I next turned my attention to it's appearance. I knew I had to make it different in appearance to the rubber ball. Having examined my own bouncy ball and a few others. I realised they are typically marbled. 

              
However after several attempts to make it appear marbled it just looked scribbly and beaten up instead of the desired marbled effect. I also tried colouring the ball in a pure almost luminous colour however that didn't aid to distinguish it from any other ball. In the end I decided I would just make it smaller and allow it's actions speak instead.

Then I thought about how to make it move. In my initial idea I wanted the bouncy ball to bounce of the edges of the screen, which is commonly used to demonstrate the fast paced, erratic movement of a bouncy ball, so I began looking at how the ball reacted when it impacted something. I couldn't decide if I thought it would still move in arcs or if because it was not allowed to complete it's arc if it would move in more straight lines. 

And after a talk with Jared, I decided to scrap this idea almost totally and just make the ball bounce in a straight line across the screen. And the final thing looks like this-



In the end I am very pleased with this, I feel it's simplicity gets the job done and having learnt from the first ball it has a much more measured stretch and squish.
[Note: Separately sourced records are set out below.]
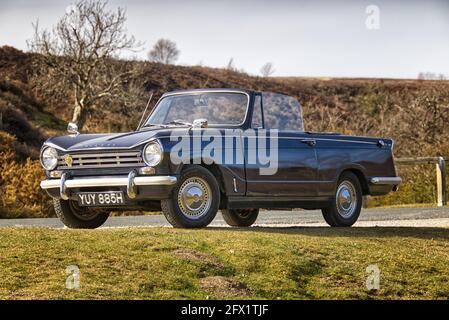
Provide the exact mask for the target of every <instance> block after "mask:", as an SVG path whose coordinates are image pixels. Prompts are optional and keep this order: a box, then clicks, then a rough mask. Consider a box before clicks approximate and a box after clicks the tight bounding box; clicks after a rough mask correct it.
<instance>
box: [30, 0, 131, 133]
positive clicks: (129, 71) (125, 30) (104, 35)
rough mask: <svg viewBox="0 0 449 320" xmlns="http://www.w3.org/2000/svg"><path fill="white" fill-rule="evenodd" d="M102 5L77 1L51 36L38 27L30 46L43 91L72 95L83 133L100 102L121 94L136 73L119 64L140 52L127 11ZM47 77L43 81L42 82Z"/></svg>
mask: <svg viewBox="0 0 449 320" xmlns="http://www.w3.org/2000/svg"><path fill="white" fill-rule="evenodd" d="M106 5H107V2H103V1H95V0H93V1H78V2H76V3H75V4H74V5H72V6H71V7H69V9H70V10H67V11H66V14H64V15H63V16H62V17H61V18H60V19H59V21H58V22H57V24H56V25H55V26H54V27H53V28H52V29H51V30H50V31H48V30H41V29H39V25H38V23H37V22H36V23H35V24H33V27H34V37H33V38H32V39H31V40H30V41H29V42H28V46H29V48H30V49H31V51H33V52H35V53H38V55H36V59H35V64H36V65H37V66H38V67H39V68H41V70H40V71H41V74H40V76H39V79H40V81H38V82H39V83H40V85H41V86H44V87H46V88H47V89H48V88H52V89H54V90H57V89H61V90H65V92H66V91H67V88H69V89H68V90H71V91H72V95H73V98H74V101H75V103H74V104H75V105H74V109H73V116H72V121H73V122H76V123H77V124H78V126H79V127H80V128H82V127H83V126H84V124H85V121H86V118H87V114H88V113H89V112H90V111H91V109H92V108H93V107H94V106H95V104H96V103H97V102H98V100H100V99H102V98H105V97H110V96H112V95H114V94H117V93H120V92H121V90H123V86H122V85H123V83H124V82H125V81H127V80H128V79H129V78H130V77H131V75H132V73H133V72H132V71H131V70H130V68H128V67H127V66H126V64H121V66H119V65H118V64H117V63H114V61H113V58H114V57H117V56H118V54H119V53H120V52H121V51H122V50H134V49H137V48H138V47H139V46H140V43H138V42H137V41H136V40H135V39H134V37H132V36H131V37H129V36H128V35H127V34H126V30H125V28H124V24H125V21H126V17H125V10H124V9H123V8H117V10H116V11H110V10H108V9H107V8H106ZM42 75H44V76H42Z"/></svg>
The continuation of the bouncing ball

So following my original attempt at the bouncing ball, I attempted to lessen the squash in order to make the bounce more believable.
I feel it worked and created a more believable bounce, however the light quality for these cells was different as I filmed them in the morning rather than late afternoon, to resolve this problem I just decided to film the whole sequence again.
This created an even light balance through-out the whole sequence as well as a more accurate bouncing effect.